The East India Company’s West African headquarters was at Fort Cormantine in modern-day Ghana. Its priority was trading for gold, needed to sustain the Company’s factories in India. Ivory was less valuable and on 14 September 1660 the Company made it clear to its employees that the Company was not to trade in slaves:

Wee have ordered our Agent, to forbeare the buying and selling of any Negroes, being it hath proued very much to our preiudice formerly and will so continue, if it shall be practized  Wee therefore require you not only to forbeare it your selfe, but endeavour to prevent it in all others, and to improve your time, and abiliteis for the glory of God, and the proffitt of our trade.[3]

Thomas Davies was appointed factor by the Court of the East India Company on 8 November 1661, at a salary of £30 per annum, with Peter Watson, John Allen and Richard Davis providing the required bond of £500.[4] Because the Company held from the Crown a monopoly for trade with Asia and West Africa, it controlled travel to the Guinea coast. The many for whom the lure of this potentially lucrative opportunity outweighed the substantial and often fatal risks all had to obtain permission from the Company and most likely to be employed by it, typically being required to deposit a surety of £500 and to enter into a covenant undertaking to perform a particular service. The wording of the Court Minute, which begins ‘Upon the peticion of Thomas Davis’, reflects this relationship.

We don’t know how Davies gained his introduction to the East India Company, but it may have been with the help of acquaintances in Barbados or in Wales. His family’s Welsh connections could have included the Herberts of Powis Castle, whose relative the Puritan-sympathiser Philip Herbert, 4th Earl of Pembroke (1584-1650), became a member of the East India Company in 1614; and SirThomasMyddelton (c1550-1631) of Chirk, an original shareholder of the Company.[5] More likely, though, he would have relied on the influential patronage of members of London’s professional and mercantile elite, among whom Welsh gentry and entrepreneurs were well represented.[6]The Richard Davis who offered security for Thomas Davies may have been such a man, and is likely to have been the ‘Richard Davies, of the Temple, gent.’, mentioned in Davies’s will and identified by Jones as the son of John Davies of London, admitted to the Inner Temple 20 May 1647 and called to the Bar in 1654.[7]
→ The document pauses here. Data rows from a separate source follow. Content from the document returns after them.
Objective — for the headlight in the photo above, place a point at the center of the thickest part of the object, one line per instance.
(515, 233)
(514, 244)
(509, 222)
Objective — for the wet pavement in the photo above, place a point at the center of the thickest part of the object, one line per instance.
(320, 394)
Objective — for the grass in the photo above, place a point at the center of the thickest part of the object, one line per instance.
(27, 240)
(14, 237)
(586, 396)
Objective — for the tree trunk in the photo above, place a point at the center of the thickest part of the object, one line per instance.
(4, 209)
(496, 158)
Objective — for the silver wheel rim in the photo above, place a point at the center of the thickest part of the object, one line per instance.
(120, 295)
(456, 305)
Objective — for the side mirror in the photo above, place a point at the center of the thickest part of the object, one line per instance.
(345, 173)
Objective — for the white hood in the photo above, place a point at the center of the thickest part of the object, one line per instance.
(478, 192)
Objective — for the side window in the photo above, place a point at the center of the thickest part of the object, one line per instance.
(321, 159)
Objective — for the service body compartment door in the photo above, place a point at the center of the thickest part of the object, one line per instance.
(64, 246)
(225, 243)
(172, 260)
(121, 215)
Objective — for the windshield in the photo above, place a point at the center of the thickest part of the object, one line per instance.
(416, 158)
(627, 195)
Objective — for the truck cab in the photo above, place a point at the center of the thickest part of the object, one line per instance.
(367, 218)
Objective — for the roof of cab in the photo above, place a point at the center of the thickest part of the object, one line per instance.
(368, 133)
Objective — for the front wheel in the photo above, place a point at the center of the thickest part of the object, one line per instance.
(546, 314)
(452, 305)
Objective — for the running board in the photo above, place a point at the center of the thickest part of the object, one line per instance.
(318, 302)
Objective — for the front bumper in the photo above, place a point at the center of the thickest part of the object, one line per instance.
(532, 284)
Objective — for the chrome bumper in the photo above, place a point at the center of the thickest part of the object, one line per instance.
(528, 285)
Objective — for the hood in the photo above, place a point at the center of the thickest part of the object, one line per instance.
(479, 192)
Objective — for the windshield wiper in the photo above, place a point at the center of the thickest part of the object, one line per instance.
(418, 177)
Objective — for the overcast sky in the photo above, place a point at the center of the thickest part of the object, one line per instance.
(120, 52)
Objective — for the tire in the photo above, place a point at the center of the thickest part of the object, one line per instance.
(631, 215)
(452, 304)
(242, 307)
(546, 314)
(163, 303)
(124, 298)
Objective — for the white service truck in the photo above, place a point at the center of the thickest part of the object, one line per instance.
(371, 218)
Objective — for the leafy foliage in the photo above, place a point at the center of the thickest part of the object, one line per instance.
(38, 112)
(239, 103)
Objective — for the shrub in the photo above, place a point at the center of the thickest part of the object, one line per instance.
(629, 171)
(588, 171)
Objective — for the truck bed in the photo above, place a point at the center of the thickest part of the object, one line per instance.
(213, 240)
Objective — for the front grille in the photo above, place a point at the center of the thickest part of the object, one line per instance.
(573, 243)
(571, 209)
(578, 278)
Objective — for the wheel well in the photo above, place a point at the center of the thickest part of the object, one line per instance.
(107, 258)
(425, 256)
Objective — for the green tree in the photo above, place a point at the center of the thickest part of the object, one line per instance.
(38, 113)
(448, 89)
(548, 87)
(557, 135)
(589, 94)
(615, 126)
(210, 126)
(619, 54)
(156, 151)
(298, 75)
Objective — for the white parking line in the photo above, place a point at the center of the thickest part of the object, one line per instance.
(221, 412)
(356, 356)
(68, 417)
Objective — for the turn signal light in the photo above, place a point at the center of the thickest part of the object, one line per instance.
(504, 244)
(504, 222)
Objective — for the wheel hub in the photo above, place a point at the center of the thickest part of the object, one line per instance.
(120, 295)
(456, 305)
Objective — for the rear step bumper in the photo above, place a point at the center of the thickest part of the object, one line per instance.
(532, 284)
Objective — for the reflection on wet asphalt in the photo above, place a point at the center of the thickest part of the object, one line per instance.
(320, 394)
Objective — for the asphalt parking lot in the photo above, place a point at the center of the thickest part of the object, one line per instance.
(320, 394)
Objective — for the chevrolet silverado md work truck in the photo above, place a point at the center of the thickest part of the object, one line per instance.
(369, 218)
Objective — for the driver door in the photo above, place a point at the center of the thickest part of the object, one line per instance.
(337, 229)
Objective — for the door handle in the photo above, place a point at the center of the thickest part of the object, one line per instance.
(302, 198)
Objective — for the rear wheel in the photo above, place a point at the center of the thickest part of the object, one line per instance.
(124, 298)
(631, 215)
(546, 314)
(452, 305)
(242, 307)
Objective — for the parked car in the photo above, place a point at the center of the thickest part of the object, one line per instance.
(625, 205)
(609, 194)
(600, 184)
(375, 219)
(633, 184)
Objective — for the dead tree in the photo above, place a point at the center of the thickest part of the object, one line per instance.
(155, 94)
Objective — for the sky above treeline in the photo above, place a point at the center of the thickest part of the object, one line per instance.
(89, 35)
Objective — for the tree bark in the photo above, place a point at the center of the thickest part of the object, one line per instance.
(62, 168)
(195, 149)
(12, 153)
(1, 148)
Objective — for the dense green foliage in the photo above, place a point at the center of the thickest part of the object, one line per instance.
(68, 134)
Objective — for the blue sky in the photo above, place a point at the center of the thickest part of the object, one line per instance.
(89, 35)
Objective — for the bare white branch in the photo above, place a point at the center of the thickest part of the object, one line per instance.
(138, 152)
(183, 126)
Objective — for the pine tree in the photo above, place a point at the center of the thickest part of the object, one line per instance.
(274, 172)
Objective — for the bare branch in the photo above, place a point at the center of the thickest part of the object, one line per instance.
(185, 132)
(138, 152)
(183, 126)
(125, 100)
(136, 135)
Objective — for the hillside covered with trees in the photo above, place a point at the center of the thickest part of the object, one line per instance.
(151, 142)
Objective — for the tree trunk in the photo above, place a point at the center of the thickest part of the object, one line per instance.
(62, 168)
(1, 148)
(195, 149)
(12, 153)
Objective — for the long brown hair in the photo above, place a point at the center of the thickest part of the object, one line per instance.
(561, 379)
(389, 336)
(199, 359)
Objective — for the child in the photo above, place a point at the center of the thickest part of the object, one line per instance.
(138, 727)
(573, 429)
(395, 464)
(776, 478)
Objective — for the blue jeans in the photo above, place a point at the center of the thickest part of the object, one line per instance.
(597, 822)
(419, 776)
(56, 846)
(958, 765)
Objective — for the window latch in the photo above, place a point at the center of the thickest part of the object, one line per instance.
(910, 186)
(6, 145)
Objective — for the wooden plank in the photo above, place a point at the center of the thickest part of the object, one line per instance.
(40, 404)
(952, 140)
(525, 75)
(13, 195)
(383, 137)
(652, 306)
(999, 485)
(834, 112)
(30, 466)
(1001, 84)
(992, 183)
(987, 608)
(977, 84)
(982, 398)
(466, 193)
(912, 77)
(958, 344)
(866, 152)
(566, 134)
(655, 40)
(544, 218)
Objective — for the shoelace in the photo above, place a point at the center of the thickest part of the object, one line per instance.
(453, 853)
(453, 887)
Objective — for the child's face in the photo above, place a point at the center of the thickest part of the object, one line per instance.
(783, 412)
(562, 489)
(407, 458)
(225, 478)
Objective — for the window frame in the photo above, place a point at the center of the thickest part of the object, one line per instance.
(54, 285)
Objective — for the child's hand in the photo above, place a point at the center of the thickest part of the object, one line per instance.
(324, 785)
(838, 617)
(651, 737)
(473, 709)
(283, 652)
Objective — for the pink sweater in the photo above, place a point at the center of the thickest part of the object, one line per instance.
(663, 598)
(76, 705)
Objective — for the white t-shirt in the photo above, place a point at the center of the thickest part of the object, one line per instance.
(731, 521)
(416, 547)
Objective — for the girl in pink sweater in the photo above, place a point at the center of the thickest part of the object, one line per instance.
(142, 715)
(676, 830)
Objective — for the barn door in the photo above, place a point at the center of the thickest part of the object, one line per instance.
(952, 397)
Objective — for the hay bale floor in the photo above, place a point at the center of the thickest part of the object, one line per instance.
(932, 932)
Davies’s role would entail responsibility for overseeing the warehouse system at trading posts so that Company ships could exchange required trade goods on arrival without having to wait for deals to be made with local merchants.[8] He no doubt also had the standard expectations of personal enrichment from the opportunities for unofficial trading on his own account. He sailed on 10 November 1661 on the Coronation, bound for Guinea and Madras under Captain Roger Milner, and arrived in Fort Cormantine on 25 January 1661/62.[9]

The Coronation’s cargo was typical but, valued at £16,566 15s 6d, the most valuable of the seventeen cargoes sent out to Guinea by the Company between 1658 and 1664. It included 8,060 sheets in 124 chests worth £1,544 16s 8d; 13,488 iron bars worth £4,211 17s 2d; 3,805 pieces of long cloth (128 bales) worth £6,849; four bales of striped carpets; 349 muskets in six chests; forty casks of pewter; as well as a wide range of Indian textiles such as tapseil, nicanees, Guinea stuff, gingham, bafta, and brawles (blue and white striped calico) sent as a sample.[10]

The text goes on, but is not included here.